Learn More GitHub

Easy, advanced inference platform for large language models on Kubernetes.

Key Features

Easy of Use

People can quick deploy a LLM service with minimal configurations.

Broad Backends Support

llmaz supports a wide range of advanced inference backends for different scenarios, like vLLM, Text-Generation-Inference, SGLang, llama.cpp.
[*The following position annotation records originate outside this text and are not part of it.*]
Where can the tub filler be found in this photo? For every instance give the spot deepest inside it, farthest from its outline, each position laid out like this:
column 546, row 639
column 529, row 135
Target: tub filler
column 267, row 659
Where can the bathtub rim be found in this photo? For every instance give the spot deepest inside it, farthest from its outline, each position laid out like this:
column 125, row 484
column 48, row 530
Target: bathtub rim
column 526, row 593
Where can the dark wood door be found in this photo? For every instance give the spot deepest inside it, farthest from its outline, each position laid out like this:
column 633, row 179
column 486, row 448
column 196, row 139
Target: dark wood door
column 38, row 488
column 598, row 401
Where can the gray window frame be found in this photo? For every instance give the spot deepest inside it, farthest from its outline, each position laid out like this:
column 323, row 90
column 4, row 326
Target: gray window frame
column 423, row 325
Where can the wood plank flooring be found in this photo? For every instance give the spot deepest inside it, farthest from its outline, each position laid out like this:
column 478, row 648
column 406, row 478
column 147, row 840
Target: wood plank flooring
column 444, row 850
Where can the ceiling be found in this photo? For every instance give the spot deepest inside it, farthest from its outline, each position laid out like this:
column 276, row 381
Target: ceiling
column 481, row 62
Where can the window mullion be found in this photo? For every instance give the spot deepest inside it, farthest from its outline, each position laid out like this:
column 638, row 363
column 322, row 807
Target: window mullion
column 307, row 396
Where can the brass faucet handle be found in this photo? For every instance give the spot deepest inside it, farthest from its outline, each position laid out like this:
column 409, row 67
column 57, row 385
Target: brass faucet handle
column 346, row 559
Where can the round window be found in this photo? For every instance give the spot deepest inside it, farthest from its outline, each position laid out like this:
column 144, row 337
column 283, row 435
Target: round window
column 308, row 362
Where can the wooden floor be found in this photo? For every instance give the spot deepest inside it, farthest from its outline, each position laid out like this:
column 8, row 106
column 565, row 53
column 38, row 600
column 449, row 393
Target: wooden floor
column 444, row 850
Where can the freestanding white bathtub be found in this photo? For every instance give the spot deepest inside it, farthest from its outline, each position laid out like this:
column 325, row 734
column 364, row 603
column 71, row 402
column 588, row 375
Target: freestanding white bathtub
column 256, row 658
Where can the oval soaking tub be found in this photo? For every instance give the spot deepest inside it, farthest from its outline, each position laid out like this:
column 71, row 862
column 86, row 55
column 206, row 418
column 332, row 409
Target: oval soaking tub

Find the full list of supported backends here.

Accelerator Fungibility

llmaz supports serving the same LLM with various accelerators to optimize cost and performance.

Various Model Providers

llmaz supports a wide range of model providers, such as HuggingFace, ModelScope, ObjectStores. llmaz will automatically handle the model loading, requiring no effort from users.

Multi-Host Support

llmaz supports both single-host and multi-host scenarios with LWS from day 0.

AI Gateway Support

Offering capabilities like token-based rate limiting, model routing with the integration of Envoy AI Gateway.

Build-in ChatUI

Out-of-the-box chatbot support with the integration of Open WebUI, offering capacities like function call, RAG, web search and more, see configurations here.

Scaling Efficiency

llmaz supports horizontal scaling with HPA by default and will integrate with autoscaling components like Cluster-Autoscaler or Karpenter for smart scaling across different clouds.

Efficient Model Distribution (WIP)

Out-of-the-box model cache system support with Manta, still under development right now with architecture reframing.